Yes, I did say negotiate! Early on, as an appointee to the Council, I saw that the fed’s expectation for a “state based” management plan was a charade, and little more than an extortion effort to get Montana to take the political heat as well as pay for a federally conceived management plan that would collapse gas and oil exploration, and fully monkey wrench the development of Otter Creek as a coal mine. Example: the fed seemed to discount the hard work that the Natural Resource Conservation Service (NRCS) has accomplished working together with individual Montana ag operations with their “Sage Grouse Initiative.” Second, the USFWS has always wanted to target habitat acres, not bird populations, as the “ultimate” goal, and opposed the consideration of Montanans reducing raven and magpie numbers where grouse populations were in particular stress by predation. Regardless, the Council has agreed that grouse population will be the measure of Montana’s management success, which now opens the way for us to target the impacts of predation, wildfire and hunting as a means to stabilize the grouse numbers while protecting our fundamental economic drivers of Montana.

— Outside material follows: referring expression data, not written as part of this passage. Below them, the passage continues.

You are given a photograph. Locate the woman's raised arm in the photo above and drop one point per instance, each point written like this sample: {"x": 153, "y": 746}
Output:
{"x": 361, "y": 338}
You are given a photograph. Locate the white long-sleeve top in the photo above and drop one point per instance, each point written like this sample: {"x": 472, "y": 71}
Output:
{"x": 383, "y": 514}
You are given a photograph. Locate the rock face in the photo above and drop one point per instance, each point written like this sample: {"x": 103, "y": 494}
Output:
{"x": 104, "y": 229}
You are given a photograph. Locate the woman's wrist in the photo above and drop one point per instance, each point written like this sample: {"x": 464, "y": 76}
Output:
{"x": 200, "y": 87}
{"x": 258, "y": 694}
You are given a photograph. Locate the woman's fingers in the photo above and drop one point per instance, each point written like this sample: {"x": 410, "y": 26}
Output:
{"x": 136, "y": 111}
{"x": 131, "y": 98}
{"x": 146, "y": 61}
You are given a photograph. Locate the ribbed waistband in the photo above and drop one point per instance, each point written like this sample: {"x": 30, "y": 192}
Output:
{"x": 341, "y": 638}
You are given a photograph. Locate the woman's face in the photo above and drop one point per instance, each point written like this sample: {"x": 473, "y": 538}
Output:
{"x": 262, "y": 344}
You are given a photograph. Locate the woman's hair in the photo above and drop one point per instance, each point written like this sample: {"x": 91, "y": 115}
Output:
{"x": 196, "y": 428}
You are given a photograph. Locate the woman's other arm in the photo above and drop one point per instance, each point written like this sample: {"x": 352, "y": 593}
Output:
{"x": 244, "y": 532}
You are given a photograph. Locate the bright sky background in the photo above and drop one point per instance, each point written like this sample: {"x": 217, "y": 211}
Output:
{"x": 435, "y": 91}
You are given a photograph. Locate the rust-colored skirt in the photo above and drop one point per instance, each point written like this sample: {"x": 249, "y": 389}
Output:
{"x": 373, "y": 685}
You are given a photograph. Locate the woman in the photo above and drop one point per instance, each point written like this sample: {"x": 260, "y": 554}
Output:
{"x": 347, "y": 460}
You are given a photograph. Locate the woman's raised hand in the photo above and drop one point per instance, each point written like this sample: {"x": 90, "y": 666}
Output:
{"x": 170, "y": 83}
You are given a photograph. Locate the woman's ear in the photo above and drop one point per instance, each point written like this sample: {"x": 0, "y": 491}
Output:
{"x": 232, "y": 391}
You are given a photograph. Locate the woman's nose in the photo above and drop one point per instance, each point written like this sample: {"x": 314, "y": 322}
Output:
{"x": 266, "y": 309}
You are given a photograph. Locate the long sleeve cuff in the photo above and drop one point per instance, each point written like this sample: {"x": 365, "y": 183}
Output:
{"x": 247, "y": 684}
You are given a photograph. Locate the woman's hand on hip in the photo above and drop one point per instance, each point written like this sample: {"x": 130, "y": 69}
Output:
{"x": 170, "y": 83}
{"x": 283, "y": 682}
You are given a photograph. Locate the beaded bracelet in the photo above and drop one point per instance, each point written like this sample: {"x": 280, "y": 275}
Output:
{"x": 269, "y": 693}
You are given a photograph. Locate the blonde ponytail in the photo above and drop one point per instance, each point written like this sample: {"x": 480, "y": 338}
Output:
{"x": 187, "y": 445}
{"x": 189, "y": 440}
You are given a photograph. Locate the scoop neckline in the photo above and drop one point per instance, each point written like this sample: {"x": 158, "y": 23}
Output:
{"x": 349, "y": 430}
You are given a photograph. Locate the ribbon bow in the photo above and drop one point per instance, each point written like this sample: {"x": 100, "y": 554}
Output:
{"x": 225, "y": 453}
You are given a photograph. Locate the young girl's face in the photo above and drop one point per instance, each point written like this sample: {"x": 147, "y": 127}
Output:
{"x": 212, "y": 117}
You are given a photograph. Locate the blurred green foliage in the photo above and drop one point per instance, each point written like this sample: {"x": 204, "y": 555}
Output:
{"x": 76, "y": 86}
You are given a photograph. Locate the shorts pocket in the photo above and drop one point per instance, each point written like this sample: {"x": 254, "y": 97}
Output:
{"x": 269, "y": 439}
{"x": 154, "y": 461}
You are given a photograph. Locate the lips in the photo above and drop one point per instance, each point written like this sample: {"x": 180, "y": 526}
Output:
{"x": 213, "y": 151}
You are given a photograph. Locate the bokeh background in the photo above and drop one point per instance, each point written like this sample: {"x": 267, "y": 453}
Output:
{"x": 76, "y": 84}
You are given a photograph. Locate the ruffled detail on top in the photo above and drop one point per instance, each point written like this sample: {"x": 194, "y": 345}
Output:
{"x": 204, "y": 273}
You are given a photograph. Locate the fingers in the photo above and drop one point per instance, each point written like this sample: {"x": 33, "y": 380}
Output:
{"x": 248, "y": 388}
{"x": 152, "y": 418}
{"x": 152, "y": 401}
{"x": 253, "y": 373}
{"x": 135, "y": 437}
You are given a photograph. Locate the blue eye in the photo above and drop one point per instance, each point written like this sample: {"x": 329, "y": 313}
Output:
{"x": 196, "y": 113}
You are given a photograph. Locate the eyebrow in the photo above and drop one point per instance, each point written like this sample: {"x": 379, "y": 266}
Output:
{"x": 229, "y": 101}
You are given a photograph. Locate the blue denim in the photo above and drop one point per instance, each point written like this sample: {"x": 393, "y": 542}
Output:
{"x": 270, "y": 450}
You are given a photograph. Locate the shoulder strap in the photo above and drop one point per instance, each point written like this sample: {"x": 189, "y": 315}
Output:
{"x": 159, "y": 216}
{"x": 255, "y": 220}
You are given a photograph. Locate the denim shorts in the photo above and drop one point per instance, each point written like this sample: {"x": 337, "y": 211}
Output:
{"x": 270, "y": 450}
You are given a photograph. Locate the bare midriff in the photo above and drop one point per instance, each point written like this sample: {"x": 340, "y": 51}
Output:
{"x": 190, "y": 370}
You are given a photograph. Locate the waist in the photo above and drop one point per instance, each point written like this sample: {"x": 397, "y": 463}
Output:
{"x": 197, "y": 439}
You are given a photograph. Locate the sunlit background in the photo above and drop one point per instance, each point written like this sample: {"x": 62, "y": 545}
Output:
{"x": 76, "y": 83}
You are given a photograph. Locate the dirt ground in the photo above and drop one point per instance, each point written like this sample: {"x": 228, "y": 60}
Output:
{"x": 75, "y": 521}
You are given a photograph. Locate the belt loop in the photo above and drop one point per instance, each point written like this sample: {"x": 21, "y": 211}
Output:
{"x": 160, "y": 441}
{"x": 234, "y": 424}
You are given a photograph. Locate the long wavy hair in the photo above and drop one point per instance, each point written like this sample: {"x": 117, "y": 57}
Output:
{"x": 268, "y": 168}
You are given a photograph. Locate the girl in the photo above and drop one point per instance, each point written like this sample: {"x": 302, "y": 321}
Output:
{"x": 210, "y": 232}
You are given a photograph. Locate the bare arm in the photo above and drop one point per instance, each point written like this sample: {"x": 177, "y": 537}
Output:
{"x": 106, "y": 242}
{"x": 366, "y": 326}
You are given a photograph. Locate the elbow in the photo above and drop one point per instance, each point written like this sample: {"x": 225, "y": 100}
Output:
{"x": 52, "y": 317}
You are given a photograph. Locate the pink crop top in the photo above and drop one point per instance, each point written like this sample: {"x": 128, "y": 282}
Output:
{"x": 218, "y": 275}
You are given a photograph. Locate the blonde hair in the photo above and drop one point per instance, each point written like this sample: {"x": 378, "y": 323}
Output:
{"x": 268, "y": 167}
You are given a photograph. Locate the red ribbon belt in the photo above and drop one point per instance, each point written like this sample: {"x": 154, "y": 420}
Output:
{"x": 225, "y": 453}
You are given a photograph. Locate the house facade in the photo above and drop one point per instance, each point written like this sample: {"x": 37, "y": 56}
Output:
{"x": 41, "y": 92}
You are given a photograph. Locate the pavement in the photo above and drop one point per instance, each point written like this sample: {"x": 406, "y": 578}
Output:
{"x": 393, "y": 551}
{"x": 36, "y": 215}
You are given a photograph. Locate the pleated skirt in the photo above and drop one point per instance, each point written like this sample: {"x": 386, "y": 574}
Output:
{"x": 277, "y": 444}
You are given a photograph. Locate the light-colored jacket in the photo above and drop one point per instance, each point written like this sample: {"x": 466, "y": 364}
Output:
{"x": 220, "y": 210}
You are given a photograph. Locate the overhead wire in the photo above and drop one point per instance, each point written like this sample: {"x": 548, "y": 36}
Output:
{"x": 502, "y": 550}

Regardless of our efforts, I fear that the entire issue will be overwritten by some federal court judge responding to Western Watershed’s litigation, forcing a listing that ultimately, hopefully, as with the wolf, will be resolved by an act of Congress. Unfortunately, this will probably only happen after Montanans and our neighbors in other western states take the brunt of a huge economic hit from another neo-luddite group.